C26 and CT26 colorectal cancer models exhibit divergent cachexia phenotypes, intramuscular inflammation, and protein turnover signaling

Colorectal cancer (CRC) cachexia induces skeletal muscle dysfunction, impeding quality of life and worsening cancer prognosis. Multiple preclinical models, including the widely used mouse model of subcutaneous inoculation with the C26 colorectal carcinoma cell line, have been developed to study the biological mechanisms of CRC cachexia and elucidate potential new treatments. It has been proposed that a distinct cell line of the same origin, namely CT26, is relatively non-cachexic. However, studies evaluating the relative potential of C26 and CT26 cells to induce cancer cachexia in parallel have been limited. The differences in the biological mechanisms by which C26 and CT26 impact skeletal muscle mass and function have also not been fully elucidated. In the current study, we investigated the differential capacity of C26 and CT26 to induce cancer cachexia using both an in vitro cancer-muscle cell co-culture and an in vivo syngeneic mouse model. Our results show that both C26 and CT26 cells induced significant atrophy of murine C2C12 skeletal myotubes. In the mouse model, while C26 and CT26 both reduced skeletal muscle mass and fat mass, only C26 tumors led to loss of body weight and impaired skeletal muscle force output.
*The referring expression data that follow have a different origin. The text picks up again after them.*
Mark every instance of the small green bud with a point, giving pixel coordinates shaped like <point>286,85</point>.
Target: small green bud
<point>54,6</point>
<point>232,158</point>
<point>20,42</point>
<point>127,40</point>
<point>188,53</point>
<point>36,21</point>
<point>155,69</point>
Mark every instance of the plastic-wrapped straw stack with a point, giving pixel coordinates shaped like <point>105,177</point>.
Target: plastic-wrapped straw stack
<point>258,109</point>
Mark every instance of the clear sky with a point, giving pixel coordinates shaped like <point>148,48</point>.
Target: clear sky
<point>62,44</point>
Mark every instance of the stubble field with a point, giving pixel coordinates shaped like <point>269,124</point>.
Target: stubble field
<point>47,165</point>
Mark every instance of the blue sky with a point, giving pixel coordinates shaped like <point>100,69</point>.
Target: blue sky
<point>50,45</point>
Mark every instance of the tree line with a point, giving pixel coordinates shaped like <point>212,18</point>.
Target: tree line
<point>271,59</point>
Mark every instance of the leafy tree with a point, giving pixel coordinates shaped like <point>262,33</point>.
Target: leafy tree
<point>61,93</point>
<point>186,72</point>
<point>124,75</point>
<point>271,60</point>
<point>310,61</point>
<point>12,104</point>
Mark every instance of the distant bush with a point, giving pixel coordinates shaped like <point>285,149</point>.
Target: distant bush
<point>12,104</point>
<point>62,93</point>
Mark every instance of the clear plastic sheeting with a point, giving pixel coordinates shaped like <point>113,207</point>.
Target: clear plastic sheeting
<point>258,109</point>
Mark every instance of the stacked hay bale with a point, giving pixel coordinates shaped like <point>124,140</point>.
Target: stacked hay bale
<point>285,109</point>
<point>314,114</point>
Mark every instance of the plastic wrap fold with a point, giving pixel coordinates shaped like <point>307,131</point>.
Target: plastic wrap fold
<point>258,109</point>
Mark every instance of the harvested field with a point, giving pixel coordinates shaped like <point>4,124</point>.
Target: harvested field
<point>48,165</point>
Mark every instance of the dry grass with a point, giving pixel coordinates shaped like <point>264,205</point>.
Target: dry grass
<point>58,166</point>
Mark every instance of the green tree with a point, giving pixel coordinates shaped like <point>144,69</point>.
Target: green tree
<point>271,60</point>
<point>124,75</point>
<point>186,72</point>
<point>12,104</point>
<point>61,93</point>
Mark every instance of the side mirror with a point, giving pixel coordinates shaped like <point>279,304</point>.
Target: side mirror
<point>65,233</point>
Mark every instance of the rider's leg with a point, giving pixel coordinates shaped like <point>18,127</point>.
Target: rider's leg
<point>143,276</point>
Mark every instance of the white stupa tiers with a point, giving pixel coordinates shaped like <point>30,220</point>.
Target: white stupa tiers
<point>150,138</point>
We further show that C26 tumor-bearing mice exhibit greater muscle inflammation than CT26 tumor-bearing mice. In addition, mice bearing C26 and CT26 tumors showed differential regulation of the innate immune responses and muscle protein turnover. Overall, our data suggests that although both C26 and CT26 cells do exhibit cachexic effects, C26 cells induce greater loss in body weight, fat mass, skeletal muscle mass, and physical function via promoting chronic inflammation and deregulating protein balance of skeletal muscle.